What is the applied rate of return, or the yield, of each bond? In which would you rather invest? As always, try to answer this question by yourself. Check out our video on bonds, attempt the problem, and then come back and we can work the problem together. This problem is surprisingly straightforward. It's just the jargon that makes it seem difficult. Mature bonds, zero coupon, rates of return? So, let's quickly break these concepts down. A bond's maturity date is when the face value of the bond is paid to the bond holder.


In our example, all three bonds mature in one year. And so, their bond holders will receive $1000 for the face value of each bond at the end of that one year. Coupon payments are periodic interest payments that the bond holder receives while the bond matures. So, a zero-coupon bond, in our example today, means you don't get payments while the bond matures. You are just paid the face value of the bond at the maturity date.


And finally, what's a bond's rate of return, or yield? It's just what you stand to gain or lose from purchasing this bond, expressed as a percent of your initial investment. Simply, divide the gain or loss of the investment by the initial price you paid for the bond to find that implied rate of return, or the yield. So, now that we've deciphered all that jargon, let's plug our first company into this equation.


Company A's bond rate of return: what will you gain? $1000, or the face value, minus $963, your initial investment, equals a gain of $37. Divide that gain by $963, what you initially paid for the bond, which equals a 3.8% rate of return. Just a note here, this calculation becomes much more difficult if the bond were to mature after several years. For those of you who would like to tackle this challenge, I've included it as a practice problem at the end of this video. Given that the other two bonds have the exact same characteristics, zero coupons and a one-year maturity date, we can speed through these calculations. Company B's bond rate of return is: the investment gain, $129, divided by the initial investment, $871, for a rate of return of 14.8%. And finally, Company C's bond rate of return: a gain of $15, divided by $985, that initial investment, for a 1.5% rate of return.

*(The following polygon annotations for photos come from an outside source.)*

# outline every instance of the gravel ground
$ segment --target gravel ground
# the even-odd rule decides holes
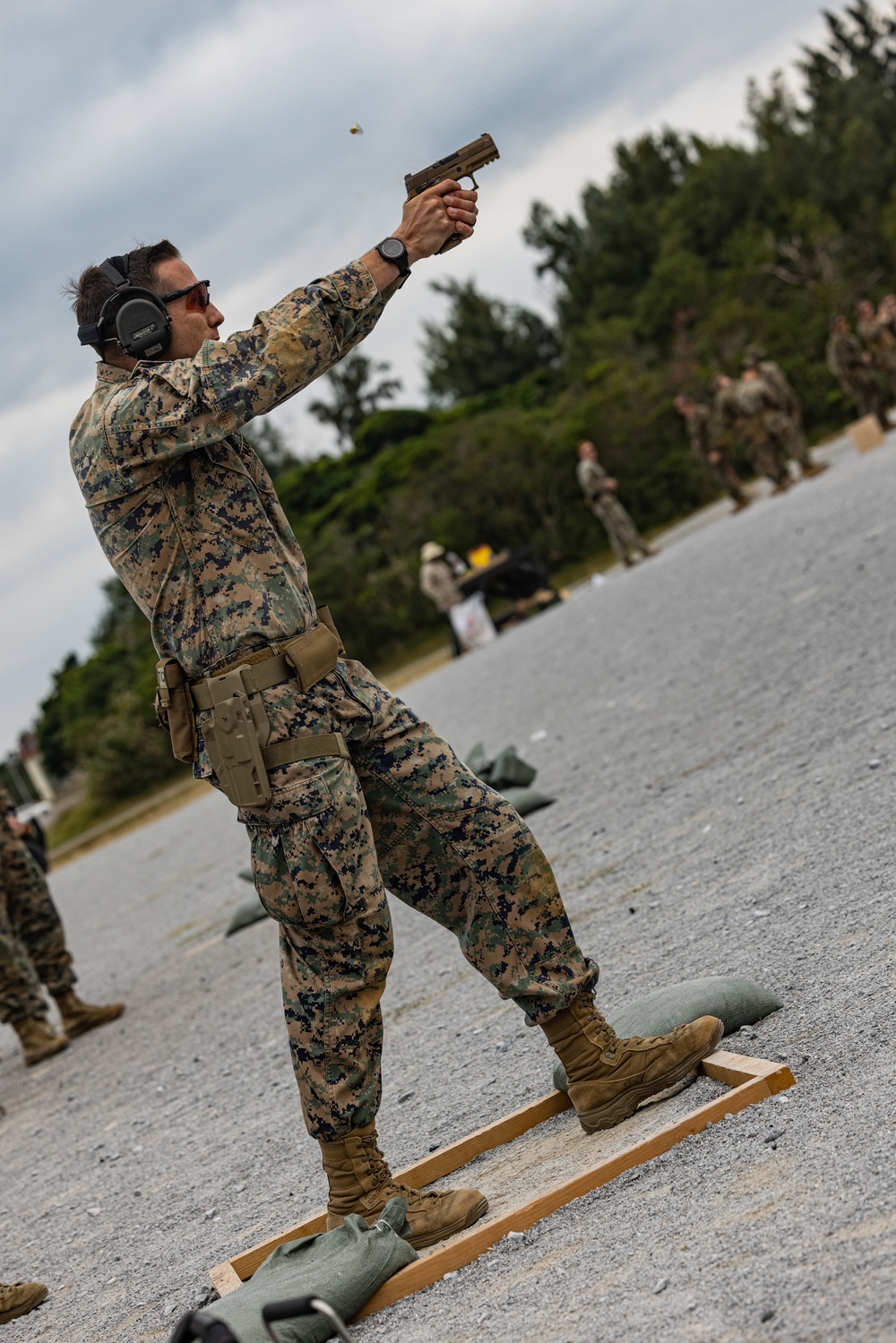
[[[357,1328],[375,1339],[892,1339],[896,442],[693,530],[404,692],[461,749],[514,743],[609,1011],[751,975],[728,1048],[790,1092]],[[320,1206],[275,929],[224,941],[247,845],[208,794],[54,878],[122,1021],[26,1070],[0,1033],[4,1340],[165,1338],[207,1269]],[[394,1164],[544,1093],[552,1058],[434,924],[395,908],[380,1131]],[[778,1135],[770,1140],[771,1135]]]

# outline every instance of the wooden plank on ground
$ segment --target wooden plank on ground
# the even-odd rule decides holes
[[[410,1185],[411,1189],[422,1189],[424,1185],[431,1185],[434,1180],[442,1179],[453,1171],[459,1171],[474,1156],[489,1152],[493,1147],[502,1147],[504,1143],[513,1142],[514,1138],[527,1133],[536,1124],[543,1124],[545,1119],[562,1115],[564,1109],[570,1108],[570,1097],[564,1092],[551,1092],[548,1096],[541,1096],[529,1105],[524,1105],[521,1109],[514,1109],[510,1115],[497,1119],[493,1124],[486,1124],[485,1128],[478,1128],[474,1133],[458,1139],[457,1143],[450,1143],[449,1147],[442,1147],[438,1152],[430,1152],[422,1160],[407,1166],[403,1171],[398,1171],[395,1178],[400,1179],[404,1185]],[[301,1236],[314,1236],[316,1232],[325,1230],[326,1210],[314,1213],[305,1222],[290,1226],[286,1232],[281,1232],[279,1236],[271,1236],[270,1240],[262,1241],[261,1245],[254,1245],[242,1254],[235,1254],[227,1262],[232,1264],[239,1279],[244,1283],[278,1245],[285,1245],[286,1241],[297,1241]]]
[[[763,1058],[748,1058],[743,1054],[733,1054],[727,1050],[716,1050],[701,1064],[701,1070],[711,1078],[721,1081],[732,1089],[724,1096],[719,1096],[705,1105],[699,1107],[682,1119],[668,1124],[660,1132],[631,1147],[617,1152],[615,1156],[599,1162],[591,1170],[574,1176],[552,1190],[539,1195],[528,1203],[513,1209],[490,1221],[478,1223],[462,1236],[455,1236],[445,1245],[435,1246],[407,1268],[400,1269],[371,1297],[364,1309],[356,1316],[363,1319],[373,1315],[387,1305],[400,1301],[412,1292],[419,1292],[423,1287],[430,1287],[446,1273],[451,1273],[466,1264],[473,1262],[484,1254],[508,1232],[525,1232],[543,1217],[548,1217],[559,1207],[566,1206],[575,1198],[582,1198],[602,1185],[617,1179],[625,1171],[642,1166],[653,1160],[662,1152],[668,1152],[676,1143],[682,1142],[693,1133],[700,1133],[708,1124],[719,1123],[725,1115],[736,1115],[748,1105],[767,1100],[770,1096],[794,1085],[794,1076],[785,1064],[771,1062]],[[551,1092],[531,1105],[524,1105],[512,1115],[505,1115],[488,1124],[485,1128],[462,1138],[450,1147],[439,1152],[433,1152],[423,1160],[408,1166],[399,1172],[399,1178],[414,1187],[422,1189],[433,1180],[442,1179],[453,1171],[466,1166],[481,1152],[490,1151],[504,1143],[513,1142],[521,1133],[528,1132],[537,1124],[544,1123],[553,1115],[560,1115],[570,1108],[570,1100],[563,1092]],[[270,1252],[286,1241],[297,1240],[300,1236],[310,1236],[326,1229],[326,1214],[317,1213],[314,1217],[297,1226],[290,1228],[279,1236],[255,1245],[242,1254],[235,1254],[224,1260],[211,1270],[211,1279],[222,1296],[235,1291],[240,1281],[251,1277],[259,1264],[267,1258]]]

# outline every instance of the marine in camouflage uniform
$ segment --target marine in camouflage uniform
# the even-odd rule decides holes
[[[873,415],[884,431],[889,430],[885,398],[872,357],[862,349],[858,336],[853,336],[842,313],[832,322],[827,367],[846,395],[856,402],[860,416]]]
[[[676,410],[684,418],[690,451],[704,463],[719,489],[731,496],[735,510],[740,512],[740,509],[747,508],[750,496],[744,492],[743,482],[731,461],[728,443],[724,434],[719,432],[719,424],[711,408],[692,400],[690,396],[676,396]]]
[[[858,321],[856,334],[872,357],[872,365],[896,389],[896,334],[888,317],[887,304],[875,312],[873,304],[862,299],[857,304]]]
[[[383,306],[352,263],[287,294],[250,330],[207,341],[192,361],[133,373],[99,364],[71,462],[160,657],[189,677],[317,623],[301,547],[238,426],[341,359]],[[379,999],[392,956],[384,885],[458,933],[467,959],[532,1021],[591,986],[595,970],[525,825],[365,667],[340,659],[312,692],[287,680],[262,698],[270,745],[339,731],[352,756],[273,770],[271,803],[239,813],[258,893],[281,927],[305,1120],[329,1140],[379,1105]],[[195,772],[212,778],[201,740]]]
[[[15,1025],[47,1015],[42,982],[60,998],[77,975],[47,882],[9,826],[7,804],[0,788],[0,1021]]]
[[[720,432],[739,436],[754,470],[780,492],[790,485],[790,473],[782,446],[766,424],[766,415],[774,406],[770,388],[760,380],[732,383],[725,375],[716,379],[713,412]]]
[[[802,426],[802,404],[787,380],[785,371],[772,359],[764,359],[755,345],[747,346],[743,360],[743,379],[759,379],[768,389],[768,408],[763,424],[779,455],[790,457],[805,477],[821,475],[826,462],[813,462]]]
[[[627,510],[617,498],[617,482],[600,466],[596,449],[588,439],[579,443],[579,462],[575,475],[586,504],[598,521],[603,522],[615,557],[622,564],[631,565],[637,555],[653,555]]]
[[[8,795],[0,788],[0,1021],[15,1027],[26,1062],[59,1053],[69,1037],[114,1021],[124,1003],[95,1006],[74,991],[71,952],[59,912],[34,855],[8,819]],[[63,1034],[47,1022],[44,984],[55,998]]]
[[[470,199],[455,185],[439,187],[404,207],[408,230],[430,239],[420,257],[451,231],[441,199],[447,191]],[[474,216],[467,218],[469,232]],[[172,313],[171,349],[181,341],[183,355],[137,363],[101,346],[113,361],[99,363],[95,391],[73,424],[71,463],[109,561],[149,618],[160,657],[176,658],[197,682],[195,697],[210,674],[263,667],[285,641],[320,631],[302,551],[239,428],[373,328],[398,287],[392,274],[368,252],[219,341],[222,314],[207,295],[201,302],[195,277],[183,287],[192,273],[180,259],[167,261],[150,282],[179,278],[179,294],[199,290],[200,325],[214,338],[203,340],[181,306]],[[82,316],[93,279],[89,269],[78,285],[82,322],[95,321],[95,313]],[[271,767],[270,802],[239,811],[258,893],[279,924],[293,1064],[330,1183],[328,1226],[349,1211],[375,1218],[399,1193],[373,1128],[380,997],[392,958],[386,886],[450,928],[470,964],[544,1026],[574,1074],[583,1058],[594,1060],[588,1076],[571,1082],[583,1125],[606,1127],[631,1113],[645,1088],[658,1091],[681,1076],[721,1031],[704,1018],[658,1041],[614,1045],[591,1001],[598,968],[576,945],[525,823],[364,666],[334,662],[306,689],[283,674],[258,694],[269,751],[341,733],[347,757]],[[208,721],[207,710],[197,714],[193,768],[218,783],[203,737]],[[476,1190],[400,1191],[418,1246],[462,1229],[486,1206]]]

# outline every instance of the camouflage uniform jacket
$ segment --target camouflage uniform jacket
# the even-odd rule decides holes
[[[238,430],[372,330],[384,301],[361,262],[296,289],[195,359],[101,363],[71,465],[106,559],[188,676],[314,623],[305,557]]]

We now have our three rates of return. It seems clear that we'd want to invest in Company B. After all, its rate of return, or yield, is so much higher than the other two investments. But stop and ask yourself this question, “Why on earth is Company B offering such a high yield? And why isn't everyone jumping on this great deal?” Risk! Even though bonds are safer than stock holders because bond holders are paid before shareholders, there can still be risk of default. Equally risky assets must have the same rate of return. If they didn't, everyone would buy the bond with the higher rate of return until the prices equalized. So, we basically know that Company B has a lot more risk than the other two companies. Company C, on the other hand, is the least risky. So, which company would you prefer to invest in? Well, there isn't actually a clear right answer here. It in part depends on your preference for risk.